Jealousy getting the best of me...  

rm_36specialk 49F
731 posts
3/16/2006 6:59 am

Last Read:
11/7/2006 12:26 pm

Jealousy getting the best of me...

I have to know...

Guys, would you want your girlfriend to tell you what it is that's bothering her, if you knew that her answer were going to be that she's jealous of the other women in your life?

I'll discuss most any topic, but if I am jealous, it seems silly, but I don't want to discuss it because it makes me feel like I'm shallow or not confident. I feel like if I say I'm jealous then it makes me seem insecure or something.

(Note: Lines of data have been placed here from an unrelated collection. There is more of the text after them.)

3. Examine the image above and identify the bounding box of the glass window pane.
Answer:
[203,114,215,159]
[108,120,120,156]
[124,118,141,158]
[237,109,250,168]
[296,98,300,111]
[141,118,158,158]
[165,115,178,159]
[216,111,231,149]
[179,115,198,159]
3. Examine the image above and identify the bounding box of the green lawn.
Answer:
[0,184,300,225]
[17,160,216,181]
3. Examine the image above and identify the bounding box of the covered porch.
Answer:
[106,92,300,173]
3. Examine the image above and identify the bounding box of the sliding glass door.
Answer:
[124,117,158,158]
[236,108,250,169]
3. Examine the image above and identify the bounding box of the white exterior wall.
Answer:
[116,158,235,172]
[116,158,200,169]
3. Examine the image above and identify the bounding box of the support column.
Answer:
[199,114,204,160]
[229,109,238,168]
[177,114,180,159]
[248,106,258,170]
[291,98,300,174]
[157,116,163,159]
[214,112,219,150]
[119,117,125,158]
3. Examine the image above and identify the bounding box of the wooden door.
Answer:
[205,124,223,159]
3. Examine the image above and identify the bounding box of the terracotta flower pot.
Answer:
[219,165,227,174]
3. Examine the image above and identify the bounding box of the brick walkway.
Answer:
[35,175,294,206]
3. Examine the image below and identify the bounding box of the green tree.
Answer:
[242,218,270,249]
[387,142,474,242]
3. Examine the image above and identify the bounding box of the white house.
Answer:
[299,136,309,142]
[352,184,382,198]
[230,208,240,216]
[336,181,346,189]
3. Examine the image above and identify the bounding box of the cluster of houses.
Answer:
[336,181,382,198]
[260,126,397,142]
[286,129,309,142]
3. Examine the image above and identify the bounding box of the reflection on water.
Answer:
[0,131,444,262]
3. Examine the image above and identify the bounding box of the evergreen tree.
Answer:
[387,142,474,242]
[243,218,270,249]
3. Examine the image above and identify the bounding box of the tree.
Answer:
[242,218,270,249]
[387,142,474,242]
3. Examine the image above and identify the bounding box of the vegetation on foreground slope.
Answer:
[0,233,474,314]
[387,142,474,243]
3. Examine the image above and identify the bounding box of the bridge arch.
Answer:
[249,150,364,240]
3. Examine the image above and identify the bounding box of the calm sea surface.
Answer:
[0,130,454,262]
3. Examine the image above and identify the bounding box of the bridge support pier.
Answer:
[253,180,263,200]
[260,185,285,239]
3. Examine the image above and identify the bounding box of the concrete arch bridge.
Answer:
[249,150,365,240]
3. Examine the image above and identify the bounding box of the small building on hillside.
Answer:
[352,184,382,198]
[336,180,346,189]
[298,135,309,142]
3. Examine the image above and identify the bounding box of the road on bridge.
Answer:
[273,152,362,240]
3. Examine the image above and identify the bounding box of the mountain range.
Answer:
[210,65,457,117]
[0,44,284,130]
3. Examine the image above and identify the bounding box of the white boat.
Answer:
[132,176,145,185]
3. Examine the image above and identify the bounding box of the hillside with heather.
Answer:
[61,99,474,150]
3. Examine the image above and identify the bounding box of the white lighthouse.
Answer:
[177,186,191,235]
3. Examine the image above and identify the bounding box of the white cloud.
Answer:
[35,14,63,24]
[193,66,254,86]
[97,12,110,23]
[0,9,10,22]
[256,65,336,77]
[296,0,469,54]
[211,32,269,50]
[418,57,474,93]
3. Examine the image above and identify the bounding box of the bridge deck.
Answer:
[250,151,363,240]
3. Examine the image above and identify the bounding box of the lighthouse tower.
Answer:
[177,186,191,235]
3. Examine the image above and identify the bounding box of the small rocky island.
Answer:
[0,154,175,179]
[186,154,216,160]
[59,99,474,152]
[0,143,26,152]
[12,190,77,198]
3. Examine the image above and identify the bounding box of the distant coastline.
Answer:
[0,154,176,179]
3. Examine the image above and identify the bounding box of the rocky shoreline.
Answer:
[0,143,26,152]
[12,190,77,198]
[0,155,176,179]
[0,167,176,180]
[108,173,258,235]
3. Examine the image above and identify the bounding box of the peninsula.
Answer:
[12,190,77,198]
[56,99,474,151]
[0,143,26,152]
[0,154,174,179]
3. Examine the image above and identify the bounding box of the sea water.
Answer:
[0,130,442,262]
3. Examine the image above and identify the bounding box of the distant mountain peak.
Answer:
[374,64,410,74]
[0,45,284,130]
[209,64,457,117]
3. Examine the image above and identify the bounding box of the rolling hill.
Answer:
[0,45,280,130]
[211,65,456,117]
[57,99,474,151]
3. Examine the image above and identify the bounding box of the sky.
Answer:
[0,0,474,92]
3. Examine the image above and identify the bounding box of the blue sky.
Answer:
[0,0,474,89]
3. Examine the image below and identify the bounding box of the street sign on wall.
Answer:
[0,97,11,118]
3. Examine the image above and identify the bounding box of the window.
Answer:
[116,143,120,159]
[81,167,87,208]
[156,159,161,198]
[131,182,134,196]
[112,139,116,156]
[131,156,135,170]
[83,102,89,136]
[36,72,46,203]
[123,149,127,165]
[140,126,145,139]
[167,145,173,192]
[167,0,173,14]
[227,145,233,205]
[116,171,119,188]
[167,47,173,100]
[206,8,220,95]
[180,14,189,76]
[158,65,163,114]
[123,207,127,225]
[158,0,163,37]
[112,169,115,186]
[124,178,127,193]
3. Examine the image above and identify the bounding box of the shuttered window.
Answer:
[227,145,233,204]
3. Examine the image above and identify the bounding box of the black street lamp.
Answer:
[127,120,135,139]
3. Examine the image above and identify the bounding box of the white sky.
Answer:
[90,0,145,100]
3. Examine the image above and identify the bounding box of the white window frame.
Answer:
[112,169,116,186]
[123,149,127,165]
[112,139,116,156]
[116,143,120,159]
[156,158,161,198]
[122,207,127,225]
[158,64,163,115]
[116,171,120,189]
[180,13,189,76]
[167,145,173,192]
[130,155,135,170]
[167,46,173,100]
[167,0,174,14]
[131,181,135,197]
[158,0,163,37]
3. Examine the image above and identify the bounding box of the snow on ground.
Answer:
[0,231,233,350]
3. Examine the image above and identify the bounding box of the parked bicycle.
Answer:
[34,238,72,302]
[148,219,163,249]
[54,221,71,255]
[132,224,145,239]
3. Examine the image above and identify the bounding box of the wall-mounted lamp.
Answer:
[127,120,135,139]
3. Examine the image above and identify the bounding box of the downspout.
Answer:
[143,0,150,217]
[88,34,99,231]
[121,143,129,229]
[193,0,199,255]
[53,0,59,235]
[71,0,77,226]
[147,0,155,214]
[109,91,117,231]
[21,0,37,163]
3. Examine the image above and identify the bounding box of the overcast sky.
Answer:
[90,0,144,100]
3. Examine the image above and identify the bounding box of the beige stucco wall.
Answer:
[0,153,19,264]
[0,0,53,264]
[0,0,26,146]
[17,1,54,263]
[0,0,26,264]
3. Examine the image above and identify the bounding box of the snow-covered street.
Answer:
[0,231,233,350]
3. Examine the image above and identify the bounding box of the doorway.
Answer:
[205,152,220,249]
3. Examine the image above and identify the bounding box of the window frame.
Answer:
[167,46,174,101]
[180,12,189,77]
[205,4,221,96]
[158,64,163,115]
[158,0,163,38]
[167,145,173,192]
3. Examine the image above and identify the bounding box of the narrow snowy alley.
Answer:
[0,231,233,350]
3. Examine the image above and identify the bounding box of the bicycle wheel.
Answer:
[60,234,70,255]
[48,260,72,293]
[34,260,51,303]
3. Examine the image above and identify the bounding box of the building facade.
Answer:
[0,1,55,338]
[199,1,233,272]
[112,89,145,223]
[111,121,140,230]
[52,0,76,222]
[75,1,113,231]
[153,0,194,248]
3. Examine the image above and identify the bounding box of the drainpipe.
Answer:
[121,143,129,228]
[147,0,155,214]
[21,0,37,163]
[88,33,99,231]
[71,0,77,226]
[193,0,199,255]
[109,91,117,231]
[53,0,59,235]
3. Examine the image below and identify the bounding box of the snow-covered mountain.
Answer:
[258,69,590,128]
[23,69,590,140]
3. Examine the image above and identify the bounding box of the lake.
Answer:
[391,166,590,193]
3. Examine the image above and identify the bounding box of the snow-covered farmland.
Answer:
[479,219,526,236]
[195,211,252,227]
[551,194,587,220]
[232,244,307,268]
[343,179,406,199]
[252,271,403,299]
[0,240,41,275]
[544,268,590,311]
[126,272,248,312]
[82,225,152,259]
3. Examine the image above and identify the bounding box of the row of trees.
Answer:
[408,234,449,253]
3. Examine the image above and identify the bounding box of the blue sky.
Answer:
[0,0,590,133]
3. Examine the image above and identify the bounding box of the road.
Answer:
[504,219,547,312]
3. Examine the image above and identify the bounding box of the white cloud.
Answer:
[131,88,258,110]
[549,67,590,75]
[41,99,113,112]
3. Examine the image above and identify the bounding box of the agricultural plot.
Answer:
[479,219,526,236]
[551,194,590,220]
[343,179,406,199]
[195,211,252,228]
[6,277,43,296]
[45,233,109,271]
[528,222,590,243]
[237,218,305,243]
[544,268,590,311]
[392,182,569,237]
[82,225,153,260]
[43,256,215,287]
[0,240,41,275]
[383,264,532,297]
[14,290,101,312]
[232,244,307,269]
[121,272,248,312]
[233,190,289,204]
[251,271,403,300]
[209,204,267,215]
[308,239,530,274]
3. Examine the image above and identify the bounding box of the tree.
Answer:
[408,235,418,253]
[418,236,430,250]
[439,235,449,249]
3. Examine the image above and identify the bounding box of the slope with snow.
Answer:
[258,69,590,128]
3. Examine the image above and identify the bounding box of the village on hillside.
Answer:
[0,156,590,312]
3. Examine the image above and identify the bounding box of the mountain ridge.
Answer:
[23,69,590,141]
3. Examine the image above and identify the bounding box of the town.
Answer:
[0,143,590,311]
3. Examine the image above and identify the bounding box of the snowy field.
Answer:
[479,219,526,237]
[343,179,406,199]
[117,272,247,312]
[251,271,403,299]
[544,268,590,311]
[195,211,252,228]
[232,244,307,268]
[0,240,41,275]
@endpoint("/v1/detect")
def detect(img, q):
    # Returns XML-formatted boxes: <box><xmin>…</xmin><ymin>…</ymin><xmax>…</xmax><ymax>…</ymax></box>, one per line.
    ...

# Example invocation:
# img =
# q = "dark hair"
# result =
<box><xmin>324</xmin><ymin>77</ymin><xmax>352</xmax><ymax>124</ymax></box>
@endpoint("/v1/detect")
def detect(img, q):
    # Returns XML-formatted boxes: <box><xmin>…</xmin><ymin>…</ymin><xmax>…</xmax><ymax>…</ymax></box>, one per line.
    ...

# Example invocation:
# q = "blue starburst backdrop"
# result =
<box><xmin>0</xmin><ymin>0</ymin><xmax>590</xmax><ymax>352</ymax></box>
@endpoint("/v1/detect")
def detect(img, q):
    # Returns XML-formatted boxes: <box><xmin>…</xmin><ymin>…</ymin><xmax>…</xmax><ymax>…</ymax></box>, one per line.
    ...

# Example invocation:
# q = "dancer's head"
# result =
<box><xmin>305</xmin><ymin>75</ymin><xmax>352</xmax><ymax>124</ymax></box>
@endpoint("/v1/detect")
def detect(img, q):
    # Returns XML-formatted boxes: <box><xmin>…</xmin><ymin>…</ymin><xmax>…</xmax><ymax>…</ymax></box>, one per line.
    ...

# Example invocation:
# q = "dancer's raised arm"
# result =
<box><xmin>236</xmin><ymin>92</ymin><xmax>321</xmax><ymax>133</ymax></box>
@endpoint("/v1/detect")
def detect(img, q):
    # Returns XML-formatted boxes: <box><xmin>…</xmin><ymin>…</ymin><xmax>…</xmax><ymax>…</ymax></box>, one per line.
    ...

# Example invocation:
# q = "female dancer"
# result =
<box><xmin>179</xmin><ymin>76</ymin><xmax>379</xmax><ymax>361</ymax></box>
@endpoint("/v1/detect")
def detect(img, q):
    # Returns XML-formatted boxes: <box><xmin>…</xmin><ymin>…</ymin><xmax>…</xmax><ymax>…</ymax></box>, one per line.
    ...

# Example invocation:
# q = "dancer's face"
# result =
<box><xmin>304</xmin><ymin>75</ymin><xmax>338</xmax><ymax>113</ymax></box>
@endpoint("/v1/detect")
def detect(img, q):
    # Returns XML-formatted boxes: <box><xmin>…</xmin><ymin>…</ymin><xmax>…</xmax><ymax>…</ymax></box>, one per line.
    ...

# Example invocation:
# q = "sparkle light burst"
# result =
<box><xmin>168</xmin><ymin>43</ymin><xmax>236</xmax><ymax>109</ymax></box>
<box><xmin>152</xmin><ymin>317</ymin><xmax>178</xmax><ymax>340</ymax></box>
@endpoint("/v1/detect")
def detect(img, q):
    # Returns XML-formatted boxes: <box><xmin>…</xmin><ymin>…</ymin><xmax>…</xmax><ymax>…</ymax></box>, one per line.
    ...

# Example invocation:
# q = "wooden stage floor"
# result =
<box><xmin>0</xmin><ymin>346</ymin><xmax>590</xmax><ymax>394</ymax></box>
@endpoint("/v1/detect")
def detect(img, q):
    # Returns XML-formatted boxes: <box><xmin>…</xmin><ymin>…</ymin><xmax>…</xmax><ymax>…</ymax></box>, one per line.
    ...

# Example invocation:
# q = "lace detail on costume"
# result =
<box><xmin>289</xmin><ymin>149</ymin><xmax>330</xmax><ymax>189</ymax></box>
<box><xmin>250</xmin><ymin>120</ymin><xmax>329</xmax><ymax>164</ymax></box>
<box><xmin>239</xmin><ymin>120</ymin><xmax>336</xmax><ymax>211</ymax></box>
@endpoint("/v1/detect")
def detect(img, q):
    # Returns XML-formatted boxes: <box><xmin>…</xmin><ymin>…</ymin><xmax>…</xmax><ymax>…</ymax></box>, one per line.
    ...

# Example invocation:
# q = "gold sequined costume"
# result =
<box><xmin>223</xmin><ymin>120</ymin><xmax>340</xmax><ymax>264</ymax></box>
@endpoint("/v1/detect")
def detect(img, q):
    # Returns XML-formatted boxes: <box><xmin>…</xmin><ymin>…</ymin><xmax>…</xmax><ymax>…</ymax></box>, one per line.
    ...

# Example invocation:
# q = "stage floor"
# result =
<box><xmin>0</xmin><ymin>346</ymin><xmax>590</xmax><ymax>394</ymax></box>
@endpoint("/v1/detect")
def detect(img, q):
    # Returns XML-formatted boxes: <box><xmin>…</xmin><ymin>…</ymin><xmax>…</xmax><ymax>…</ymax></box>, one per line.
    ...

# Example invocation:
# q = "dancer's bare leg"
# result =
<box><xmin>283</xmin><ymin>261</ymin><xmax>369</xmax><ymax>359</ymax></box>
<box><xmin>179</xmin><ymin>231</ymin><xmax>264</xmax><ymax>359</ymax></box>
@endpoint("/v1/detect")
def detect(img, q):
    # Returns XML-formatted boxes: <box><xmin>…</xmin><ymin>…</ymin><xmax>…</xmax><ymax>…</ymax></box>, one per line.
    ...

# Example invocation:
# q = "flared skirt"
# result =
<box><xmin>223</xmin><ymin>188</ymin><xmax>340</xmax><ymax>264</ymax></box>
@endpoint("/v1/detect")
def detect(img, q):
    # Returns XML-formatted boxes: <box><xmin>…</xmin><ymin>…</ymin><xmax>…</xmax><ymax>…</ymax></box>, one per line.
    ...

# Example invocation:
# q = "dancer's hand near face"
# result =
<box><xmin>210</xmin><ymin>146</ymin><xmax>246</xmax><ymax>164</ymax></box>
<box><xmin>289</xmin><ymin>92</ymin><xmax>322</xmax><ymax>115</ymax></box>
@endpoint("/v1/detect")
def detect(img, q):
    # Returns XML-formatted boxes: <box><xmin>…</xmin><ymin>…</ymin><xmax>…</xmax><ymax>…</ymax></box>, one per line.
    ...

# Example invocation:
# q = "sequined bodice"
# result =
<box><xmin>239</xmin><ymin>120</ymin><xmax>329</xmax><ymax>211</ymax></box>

Mr.X get's upset when I tell him that I don't want to talk about something when he clearly knows that something is wrong with me. But, the only time I won't talk to him about something is if that something is that I'm jealous. All I need is a few hours to not think about the subject and I'm fine. But the initial thought of another woman finding him to be all she wants in a man is threatening to me, and I get upset and territorial. I don't want to be, but it isn't something I can help either.

I know that men get territorial, but it isn't a feeling that I like. I feel like I should be secure in knowing without a doubt that he's in love with me, but when he talks about other women, the doubt arises.


OK, I'm over it now

Sorceror07 55M

3/16/2006 7:47 am

talking about it is best... even if you're not talking about it with him... then talk about it with some friends... just to get it off your mind so you're not dwelling on it and stewing.

...That which does not kill me merely pisses me off!...

HeardLankaMalls 56M
2925 posts
3/16/2006 10:24 am

We all have doubts and insecurities K. You'll have to judge how Mr X would handle you saying 'I'm jealous of so and so, that's why I'm upset' versus just letting him guess what's upsetting you. In some cases, it's six of one, half dozen of the other on what's best to do. I know I get more angry (and reclusive) at my own insecurities, then the actual situation causing them.

Hugs, C

uffan1 40M
1 post
3/16/2006 7:48 pm

I would say exactly what you wrote. A really important part is that you get over it after a couple hours. If he hase this idea it will make it easier.

One of my pet peeves is when girl clearly has an issue but won;t talk about it. But if she agrees that it will go away it is not an issue.

Does that make sense for you?

wistfuljester 65M

3/18/2006 8:48 am

I believe that jealousy without specific cause is firmly rooted in insecurities--something we ALL struggle with, regardless of what anyone says to the contrary.

As well, not wanting to talk about it is being afraid of letting ourselves be more vulnerable to that person. Hmmm..sounds like insecurity again, doesn't

Your Mr. X sounds like a cool guy. Good for the both of you!

wistfuljester 65M

3/19/2006 10:51 am

Oh, I don't know. Just keeping busy in my interest group, mostly.

I don't often intrude in other people's blogs--somehow doesn't feel right to me most of the

Yes, that makes sense to me, but I'm glad it makes sense to you!